In the last several posts, I’ve talked about some of the difficulties in resolving medical liens at the time of a personal injury settlement. The final post in this series concerns ERISA liens, which have recently become a more frequent issue.
ERISA stands for Employees Retirement Income Security Act of 1974, a series of federal laws that were intended to provide protection for employees against their employers’ misuse of funds intended to pay various types of employment benefits. Forty years later, ERISA has become a major problem for many injured victims and their lawyers–instead of protecting these employees, ERISA allows certain employers to recoup their payments from their employees’ settlements. One result has been the development of a cottage industry of companies who relentlessly pursue reimbursement of medical benefit payments with little regard for the effect on the employees. Because of the “federal” nature of ERISA, the reimbursement process poses special problems in medical malpractice claims.
In ordinary (non-malpractice) personal injury claims, the ERISA status of a plan is often invisible, and usually irrelevant, as the insurance contract provides the insurer or employer with a right to be reimbursed out of third-party settlements. But in medical malpractice cases, the effect can be significant, because some ERISA plans have a right to reimbursement that defeats the effect of M.G.L. c.231 s. 60G because they are based in federal law. The bottom line is that certain health plans are entitled to reimbursement for medical payments made to victims of malpractice, despite the state law that would ordinarily relieve victims of this burden.
The key lies in the self-funded status of a particular health plan.
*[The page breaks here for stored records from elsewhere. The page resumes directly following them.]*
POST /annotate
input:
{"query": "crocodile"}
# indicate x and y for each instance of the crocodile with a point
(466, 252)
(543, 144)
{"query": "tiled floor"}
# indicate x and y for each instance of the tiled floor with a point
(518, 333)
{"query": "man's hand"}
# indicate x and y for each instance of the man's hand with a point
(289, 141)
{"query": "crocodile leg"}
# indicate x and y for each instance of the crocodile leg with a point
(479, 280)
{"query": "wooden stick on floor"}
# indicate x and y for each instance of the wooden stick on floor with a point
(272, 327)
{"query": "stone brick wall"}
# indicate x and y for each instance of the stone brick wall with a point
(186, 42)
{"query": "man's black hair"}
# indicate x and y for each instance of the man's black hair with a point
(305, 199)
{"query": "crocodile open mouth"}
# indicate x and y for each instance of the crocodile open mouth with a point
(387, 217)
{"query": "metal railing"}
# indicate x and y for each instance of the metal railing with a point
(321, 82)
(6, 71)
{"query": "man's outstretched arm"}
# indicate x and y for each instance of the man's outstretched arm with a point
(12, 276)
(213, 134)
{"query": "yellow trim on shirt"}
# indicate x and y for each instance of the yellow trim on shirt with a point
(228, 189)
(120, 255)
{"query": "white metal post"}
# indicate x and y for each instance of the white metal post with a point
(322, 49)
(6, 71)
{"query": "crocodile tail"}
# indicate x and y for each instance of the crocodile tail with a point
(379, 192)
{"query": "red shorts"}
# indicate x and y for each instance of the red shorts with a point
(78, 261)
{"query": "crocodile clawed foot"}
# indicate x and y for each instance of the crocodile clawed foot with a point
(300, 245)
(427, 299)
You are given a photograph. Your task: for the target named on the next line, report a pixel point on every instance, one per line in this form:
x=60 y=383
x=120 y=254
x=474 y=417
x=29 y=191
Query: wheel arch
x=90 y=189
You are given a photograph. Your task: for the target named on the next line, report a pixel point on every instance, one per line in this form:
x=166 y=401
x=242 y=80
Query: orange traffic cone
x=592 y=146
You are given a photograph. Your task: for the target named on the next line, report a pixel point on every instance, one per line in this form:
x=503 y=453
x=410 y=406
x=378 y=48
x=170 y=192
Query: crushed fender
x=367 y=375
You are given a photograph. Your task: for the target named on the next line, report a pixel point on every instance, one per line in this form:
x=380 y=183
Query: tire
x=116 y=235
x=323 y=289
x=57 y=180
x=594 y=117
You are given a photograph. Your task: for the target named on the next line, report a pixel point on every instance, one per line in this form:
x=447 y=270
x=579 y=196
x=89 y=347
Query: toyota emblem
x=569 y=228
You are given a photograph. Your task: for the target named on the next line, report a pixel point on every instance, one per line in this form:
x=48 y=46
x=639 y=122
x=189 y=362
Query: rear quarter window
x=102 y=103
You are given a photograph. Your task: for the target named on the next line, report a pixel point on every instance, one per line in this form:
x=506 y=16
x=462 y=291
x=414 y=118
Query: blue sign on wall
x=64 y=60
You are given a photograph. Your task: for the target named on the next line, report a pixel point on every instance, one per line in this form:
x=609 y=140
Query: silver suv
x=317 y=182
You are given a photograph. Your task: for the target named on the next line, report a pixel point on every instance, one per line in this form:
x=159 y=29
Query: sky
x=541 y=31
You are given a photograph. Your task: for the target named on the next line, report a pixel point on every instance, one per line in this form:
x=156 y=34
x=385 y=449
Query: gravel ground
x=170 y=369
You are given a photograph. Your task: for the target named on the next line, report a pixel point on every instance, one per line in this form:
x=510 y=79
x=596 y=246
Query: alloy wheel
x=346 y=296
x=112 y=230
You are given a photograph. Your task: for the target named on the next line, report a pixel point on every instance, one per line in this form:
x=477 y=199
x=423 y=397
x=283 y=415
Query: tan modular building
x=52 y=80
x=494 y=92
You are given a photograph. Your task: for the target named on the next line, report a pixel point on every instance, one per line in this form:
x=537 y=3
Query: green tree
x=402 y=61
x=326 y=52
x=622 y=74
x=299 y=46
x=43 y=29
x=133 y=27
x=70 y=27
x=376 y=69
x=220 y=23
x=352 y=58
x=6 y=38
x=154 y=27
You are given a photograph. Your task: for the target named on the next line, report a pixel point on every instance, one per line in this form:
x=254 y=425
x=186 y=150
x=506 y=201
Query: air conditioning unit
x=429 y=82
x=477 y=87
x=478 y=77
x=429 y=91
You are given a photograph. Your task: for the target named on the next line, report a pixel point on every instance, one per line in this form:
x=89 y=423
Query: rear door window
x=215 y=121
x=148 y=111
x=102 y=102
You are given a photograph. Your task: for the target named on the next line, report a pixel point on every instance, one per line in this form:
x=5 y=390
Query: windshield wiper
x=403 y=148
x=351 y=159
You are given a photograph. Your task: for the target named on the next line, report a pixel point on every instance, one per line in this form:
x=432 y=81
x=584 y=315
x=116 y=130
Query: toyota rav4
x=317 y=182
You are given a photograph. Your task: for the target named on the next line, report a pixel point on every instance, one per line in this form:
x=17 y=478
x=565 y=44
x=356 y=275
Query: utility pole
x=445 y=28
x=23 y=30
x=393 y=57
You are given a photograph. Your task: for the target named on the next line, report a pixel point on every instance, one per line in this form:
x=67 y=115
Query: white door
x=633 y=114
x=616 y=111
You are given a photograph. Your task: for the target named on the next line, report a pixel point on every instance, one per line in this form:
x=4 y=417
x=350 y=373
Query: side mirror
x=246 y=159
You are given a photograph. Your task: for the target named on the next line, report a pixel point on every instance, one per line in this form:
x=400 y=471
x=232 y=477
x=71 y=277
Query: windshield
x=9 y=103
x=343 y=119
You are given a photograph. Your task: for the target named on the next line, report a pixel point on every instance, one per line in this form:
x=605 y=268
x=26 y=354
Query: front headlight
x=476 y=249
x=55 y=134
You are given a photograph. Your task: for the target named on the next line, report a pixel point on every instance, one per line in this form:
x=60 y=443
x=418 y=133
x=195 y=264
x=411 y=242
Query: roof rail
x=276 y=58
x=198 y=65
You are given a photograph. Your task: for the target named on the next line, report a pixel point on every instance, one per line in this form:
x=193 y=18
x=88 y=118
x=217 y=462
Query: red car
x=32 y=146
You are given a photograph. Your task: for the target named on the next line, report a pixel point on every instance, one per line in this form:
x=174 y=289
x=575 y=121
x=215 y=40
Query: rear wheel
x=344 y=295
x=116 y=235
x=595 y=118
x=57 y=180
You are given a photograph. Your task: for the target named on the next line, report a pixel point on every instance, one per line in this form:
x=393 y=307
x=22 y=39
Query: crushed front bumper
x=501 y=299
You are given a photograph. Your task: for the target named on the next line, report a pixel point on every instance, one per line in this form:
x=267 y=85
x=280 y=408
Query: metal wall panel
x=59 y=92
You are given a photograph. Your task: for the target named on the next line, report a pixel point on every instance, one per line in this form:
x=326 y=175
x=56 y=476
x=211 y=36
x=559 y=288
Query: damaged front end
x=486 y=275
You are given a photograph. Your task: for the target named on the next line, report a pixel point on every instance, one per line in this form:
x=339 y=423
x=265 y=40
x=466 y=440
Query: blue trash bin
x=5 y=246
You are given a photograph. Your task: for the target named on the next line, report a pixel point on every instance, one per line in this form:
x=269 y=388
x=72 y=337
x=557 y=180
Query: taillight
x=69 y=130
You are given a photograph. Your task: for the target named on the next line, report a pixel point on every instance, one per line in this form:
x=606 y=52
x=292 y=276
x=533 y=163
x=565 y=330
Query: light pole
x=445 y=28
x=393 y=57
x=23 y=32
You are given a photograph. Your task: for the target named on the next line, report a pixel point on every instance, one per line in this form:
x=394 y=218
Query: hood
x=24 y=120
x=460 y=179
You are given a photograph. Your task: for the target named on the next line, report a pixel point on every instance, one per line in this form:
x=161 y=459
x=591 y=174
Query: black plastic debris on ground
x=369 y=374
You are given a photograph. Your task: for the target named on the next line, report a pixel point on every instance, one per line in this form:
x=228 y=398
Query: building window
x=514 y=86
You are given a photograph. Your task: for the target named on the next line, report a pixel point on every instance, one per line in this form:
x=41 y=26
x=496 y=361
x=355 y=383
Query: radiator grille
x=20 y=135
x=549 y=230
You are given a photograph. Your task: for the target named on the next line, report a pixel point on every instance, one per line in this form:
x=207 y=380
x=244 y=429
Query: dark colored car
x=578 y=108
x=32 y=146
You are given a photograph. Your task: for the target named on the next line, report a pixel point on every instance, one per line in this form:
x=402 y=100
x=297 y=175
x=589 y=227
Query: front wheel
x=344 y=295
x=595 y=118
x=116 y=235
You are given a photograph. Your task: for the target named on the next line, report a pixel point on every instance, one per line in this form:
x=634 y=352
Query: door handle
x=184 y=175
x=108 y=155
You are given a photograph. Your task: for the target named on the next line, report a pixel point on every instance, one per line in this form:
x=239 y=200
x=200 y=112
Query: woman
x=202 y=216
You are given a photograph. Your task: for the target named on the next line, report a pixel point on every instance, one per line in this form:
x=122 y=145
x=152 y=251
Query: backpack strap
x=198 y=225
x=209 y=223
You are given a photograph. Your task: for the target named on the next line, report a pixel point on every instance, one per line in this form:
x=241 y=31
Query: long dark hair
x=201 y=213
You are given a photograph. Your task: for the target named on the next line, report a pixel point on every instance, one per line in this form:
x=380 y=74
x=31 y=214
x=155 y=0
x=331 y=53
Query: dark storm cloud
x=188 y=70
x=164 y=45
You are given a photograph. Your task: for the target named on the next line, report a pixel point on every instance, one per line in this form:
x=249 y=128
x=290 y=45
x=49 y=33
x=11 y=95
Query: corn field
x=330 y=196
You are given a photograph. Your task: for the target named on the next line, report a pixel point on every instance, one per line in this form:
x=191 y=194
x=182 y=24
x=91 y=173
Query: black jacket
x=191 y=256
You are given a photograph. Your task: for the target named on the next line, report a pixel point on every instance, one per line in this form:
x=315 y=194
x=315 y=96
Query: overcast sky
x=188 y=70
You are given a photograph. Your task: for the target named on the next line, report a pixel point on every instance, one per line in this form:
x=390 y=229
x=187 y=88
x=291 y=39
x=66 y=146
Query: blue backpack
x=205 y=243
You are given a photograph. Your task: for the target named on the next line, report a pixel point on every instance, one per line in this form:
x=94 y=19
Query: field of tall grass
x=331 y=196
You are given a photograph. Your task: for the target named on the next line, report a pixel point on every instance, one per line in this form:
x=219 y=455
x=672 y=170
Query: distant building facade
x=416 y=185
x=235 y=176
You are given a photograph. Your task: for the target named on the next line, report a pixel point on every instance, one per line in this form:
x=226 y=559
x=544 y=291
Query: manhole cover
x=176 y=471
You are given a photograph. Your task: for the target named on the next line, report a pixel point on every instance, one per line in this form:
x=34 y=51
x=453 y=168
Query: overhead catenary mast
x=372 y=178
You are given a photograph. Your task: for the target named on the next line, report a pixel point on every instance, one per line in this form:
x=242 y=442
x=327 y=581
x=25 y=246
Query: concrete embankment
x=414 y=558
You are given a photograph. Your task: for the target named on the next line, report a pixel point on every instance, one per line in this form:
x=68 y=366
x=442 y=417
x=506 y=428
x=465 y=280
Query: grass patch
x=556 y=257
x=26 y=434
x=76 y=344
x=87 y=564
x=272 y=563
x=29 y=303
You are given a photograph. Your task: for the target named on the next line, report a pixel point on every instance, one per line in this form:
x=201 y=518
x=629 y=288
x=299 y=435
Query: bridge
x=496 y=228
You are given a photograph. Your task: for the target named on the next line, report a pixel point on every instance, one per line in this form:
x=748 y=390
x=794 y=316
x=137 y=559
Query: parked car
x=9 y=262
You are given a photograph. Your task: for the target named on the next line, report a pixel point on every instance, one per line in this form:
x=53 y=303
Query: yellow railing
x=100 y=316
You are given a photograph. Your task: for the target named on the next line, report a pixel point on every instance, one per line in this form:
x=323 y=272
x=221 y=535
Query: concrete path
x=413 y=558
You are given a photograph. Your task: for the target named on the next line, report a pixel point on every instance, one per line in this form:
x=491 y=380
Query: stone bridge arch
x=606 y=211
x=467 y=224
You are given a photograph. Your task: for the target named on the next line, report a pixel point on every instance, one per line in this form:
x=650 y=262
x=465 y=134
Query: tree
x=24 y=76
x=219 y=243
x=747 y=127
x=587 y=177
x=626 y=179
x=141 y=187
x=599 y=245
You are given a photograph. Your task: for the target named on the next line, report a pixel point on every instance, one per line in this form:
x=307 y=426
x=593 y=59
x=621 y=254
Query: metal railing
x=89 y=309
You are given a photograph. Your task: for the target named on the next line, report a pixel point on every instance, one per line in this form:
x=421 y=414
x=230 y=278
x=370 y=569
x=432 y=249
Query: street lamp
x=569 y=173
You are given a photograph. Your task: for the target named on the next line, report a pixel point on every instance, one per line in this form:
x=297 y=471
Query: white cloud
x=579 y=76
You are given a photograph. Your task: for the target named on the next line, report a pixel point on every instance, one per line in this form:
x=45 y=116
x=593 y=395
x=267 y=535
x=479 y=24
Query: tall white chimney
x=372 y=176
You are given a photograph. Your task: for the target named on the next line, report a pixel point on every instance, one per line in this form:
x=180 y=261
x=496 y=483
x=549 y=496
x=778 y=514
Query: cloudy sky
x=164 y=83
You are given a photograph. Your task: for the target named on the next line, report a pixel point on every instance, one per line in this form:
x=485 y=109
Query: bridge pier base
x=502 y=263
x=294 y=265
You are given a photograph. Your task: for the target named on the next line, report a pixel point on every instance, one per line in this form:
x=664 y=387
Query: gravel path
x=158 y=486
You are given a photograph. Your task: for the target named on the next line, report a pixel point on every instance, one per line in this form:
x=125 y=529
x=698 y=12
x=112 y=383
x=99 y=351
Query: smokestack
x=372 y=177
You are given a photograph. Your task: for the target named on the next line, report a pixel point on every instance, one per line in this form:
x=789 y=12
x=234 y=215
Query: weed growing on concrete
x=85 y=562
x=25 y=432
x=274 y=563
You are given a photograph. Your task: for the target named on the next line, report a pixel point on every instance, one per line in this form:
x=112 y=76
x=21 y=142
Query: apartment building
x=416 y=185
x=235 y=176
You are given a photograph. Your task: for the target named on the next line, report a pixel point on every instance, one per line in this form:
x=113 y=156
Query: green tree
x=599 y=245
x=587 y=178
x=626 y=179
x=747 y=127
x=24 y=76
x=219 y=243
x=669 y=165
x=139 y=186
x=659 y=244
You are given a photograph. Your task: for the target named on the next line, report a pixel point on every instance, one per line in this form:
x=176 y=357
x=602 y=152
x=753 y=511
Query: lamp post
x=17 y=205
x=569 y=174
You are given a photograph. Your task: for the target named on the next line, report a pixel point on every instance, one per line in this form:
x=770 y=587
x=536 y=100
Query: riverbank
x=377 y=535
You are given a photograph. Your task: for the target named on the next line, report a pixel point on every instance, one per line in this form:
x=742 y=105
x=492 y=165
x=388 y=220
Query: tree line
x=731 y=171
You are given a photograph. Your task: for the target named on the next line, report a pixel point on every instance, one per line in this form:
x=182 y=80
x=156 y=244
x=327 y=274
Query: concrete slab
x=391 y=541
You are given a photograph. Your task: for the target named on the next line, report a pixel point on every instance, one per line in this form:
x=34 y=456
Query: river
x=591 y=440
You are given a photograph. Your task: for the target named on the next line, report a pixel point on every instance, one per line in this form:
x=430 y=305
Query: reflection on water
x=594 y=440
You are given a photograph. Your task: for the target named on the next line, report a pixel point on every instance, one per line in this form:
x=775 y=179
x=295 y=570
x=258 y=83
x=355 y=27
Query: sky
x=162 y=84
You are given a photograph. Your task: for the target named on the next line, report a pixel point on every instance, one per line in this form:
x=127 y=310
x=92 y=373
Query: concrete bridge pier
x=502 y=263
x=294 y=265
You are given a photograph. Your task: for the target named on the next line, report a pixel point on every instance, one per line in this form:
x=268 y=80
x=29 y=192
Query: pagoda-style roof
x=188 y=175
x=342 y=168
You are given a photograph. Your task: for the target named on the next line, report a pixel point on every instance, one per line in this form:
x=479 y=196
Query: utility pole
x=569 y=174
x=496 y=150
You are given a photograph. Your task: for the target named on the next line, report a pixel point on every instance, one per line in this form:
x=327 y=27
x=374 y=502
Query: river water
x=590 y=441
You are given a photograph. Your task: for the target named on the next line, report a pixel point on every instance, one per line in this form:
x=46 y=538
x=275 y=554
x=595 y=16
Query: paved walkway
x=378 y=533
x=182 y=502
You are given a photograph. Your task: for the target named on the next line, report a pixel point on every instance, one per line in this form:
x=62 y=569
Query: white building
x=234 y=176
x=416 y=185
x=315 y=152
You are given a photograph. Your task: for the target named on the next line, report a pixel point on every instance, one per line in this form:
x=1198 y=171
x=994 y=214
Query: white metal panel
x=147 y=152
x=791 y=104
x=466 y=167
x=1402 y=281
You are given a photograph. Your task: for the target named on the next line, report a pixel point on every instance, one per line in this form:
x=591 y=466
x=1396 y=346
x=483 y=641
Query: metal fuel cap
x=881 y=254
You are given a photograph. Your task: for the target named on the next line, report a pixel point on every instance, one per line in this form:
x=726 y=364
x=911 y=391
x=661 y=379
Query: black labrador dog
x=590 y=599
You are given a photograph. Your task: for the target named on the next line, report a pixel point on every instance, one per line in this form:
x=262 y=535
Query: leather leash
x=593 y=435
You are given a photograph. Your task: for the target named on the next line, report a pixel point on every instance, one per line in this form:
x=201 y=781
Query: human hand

If the plan is funded by the employer’s own assets (as opposed to being purchased from a third-party company such as Blue Cross), federal preemption applies, and M.G.L. c.231 s.60G does not. So the first step in dealing with a claimed ERISA lien in a malpractice case is to determine whether the plan is self-funded, information that may be obtained from the lienholder, or from a website called freeerisa.com. But the struggle doesn’t end there; even if the plan is self-funded, the plan documents must properly establish an equitable right to recovery benefits paid. The scope of this right has been the subject of much federal litigation over the last decade, and the law in this area continues to evolve rapidly.
Thus far, some plans have not updated their language to conform with the new case law, making the validity of their liens at least questionable and sometimes completely ineffective. A careful study of the plan documents may provide significant negotiating leverage to counsel for the plaintiff. However, given the enormous amounts of money at stake, it is a safe bet that these loopholes will close over the upcoming months and years, leaving plaintiffs at the mercy of their employers–or worse, the third-party claims administrators.
Not surprisingly, large employers are the most likely to have self-funded plans. As the prevalence of these plans continues to grow. the intended effect of state laws such as G.L. c.231 s.60G, which were intended to shift the burden of medical costs related to malpractice away from malpractice insurers and onto health insurers, will be greatly diminished. In theory, this should increase the value of medical malpractice claims, as settlements will need to account for the plaintiff’s repayment obligation. In practice, it is likely to harm the victims, who will be forced to spend significant amounts of their compensation to repay their health care insurers–a benefit they had already paid for.